The 24 deadly sins cover the things you MUST consider, the ESSENTIAL security stuff you CANNOT miss. Got it? This is probably one of the most important books about security, which you will return to again and again to remind yourself of the importance, and to make sure you can persuade others to the risks associated with these security issues.
This said lets look into some details, the parts included are very vendor neutral (good thing), covers multiple languages (some bias perhaps, but pretty neutral), the book includes lots of code examples to show the problems and lots of references to papers, tools, methods - enough to keep anyone busy doing better at software security.

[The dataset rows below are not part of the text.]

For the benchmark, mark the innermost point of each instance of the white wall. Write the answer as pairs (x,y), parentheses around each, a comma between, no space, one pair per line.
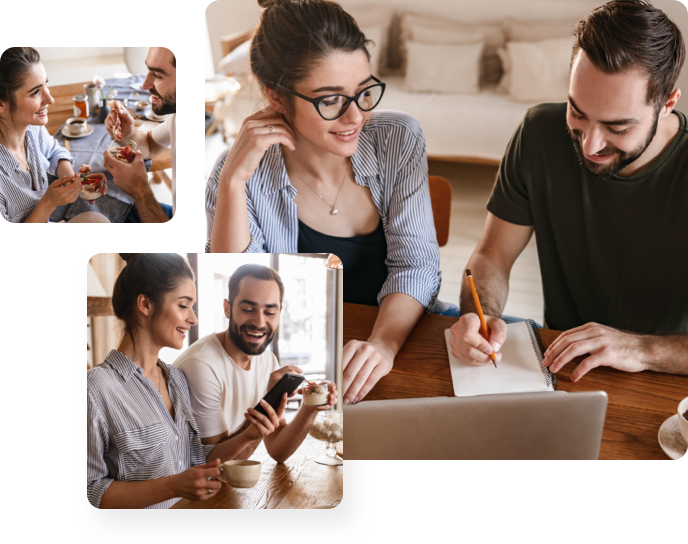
(61,53)
(230,16)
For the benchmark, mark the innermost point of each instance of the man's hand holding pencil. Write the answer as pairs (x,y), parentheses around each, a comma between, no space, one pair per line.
(468,341)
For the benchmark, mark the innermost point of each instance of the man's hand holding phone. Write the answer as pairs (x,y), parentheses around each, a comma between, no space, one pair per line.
(276,376)
(262,426)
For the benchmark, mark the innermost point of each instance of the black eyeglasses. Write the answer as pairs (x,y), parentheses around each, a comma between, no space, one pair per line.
(333,106)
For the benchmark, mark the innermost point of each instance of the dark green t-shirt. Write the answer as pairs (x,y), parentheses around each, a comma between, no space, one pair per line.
(613,251)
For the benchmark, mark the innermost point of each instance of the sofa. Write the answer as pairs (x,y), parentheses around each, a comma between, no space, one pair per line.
(467,71)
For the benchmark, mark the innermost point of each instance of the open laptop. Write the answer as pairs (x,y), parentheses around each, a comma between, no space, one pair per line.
(542,425)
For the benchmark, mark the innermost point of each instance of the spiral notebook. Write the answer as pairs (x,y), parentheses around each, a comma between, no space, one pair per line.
(519,371)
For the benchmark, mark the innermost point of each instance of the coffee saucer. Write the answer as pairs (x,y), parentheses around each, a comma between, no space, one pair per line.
(671,439)
(67,134)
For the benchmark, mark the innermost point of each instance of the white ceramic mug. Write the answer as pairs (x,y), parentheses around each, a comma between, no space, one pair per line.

The product description already list the specific sins, so there you have it - buy the book, hit your developers or yourself repeatedly if you forget some of these when doing development, system work, implementation projects etc.
Highly recommended - and do NOT consider it "old" just because it is published in 2009, the stuff is still too important.
I bought this book on the basis of its good reviews, and on the whole I am glad that I did, although as I read through it I wasn't always so sure. I found it a frustrating read in some places.
It is clear that the authors have a bias towards high-level programming. They assume that the reader is familiar with web-site programming techniques, but provide a detailed description of how a stack works. My background is embedded assembly, C and occasionally C++. As a result I know how a stack works, but would have welcomed more detail in the concepts behind the web application sins.
The cryptographic sins left me feeling that the authors were trying too hard to fit such a broad topic into their preferred format. The subject is worthy of a book in its own right. As an example, the authors equated stream ciphers with RC4 and because RC4 is no longer considered secure they recommended avoiding stream ciphers altogether. A more detailed discussion might have considered how block-cipher modes can be used to implement stream ciphers, and how stream ciphers should always be used with effective integrity mechanisms.
Nevertheless the book is now in my reference library and I know I will refer to in the future. On a number of occasions I came across insights that made me sure that buying and reading it was a good investment.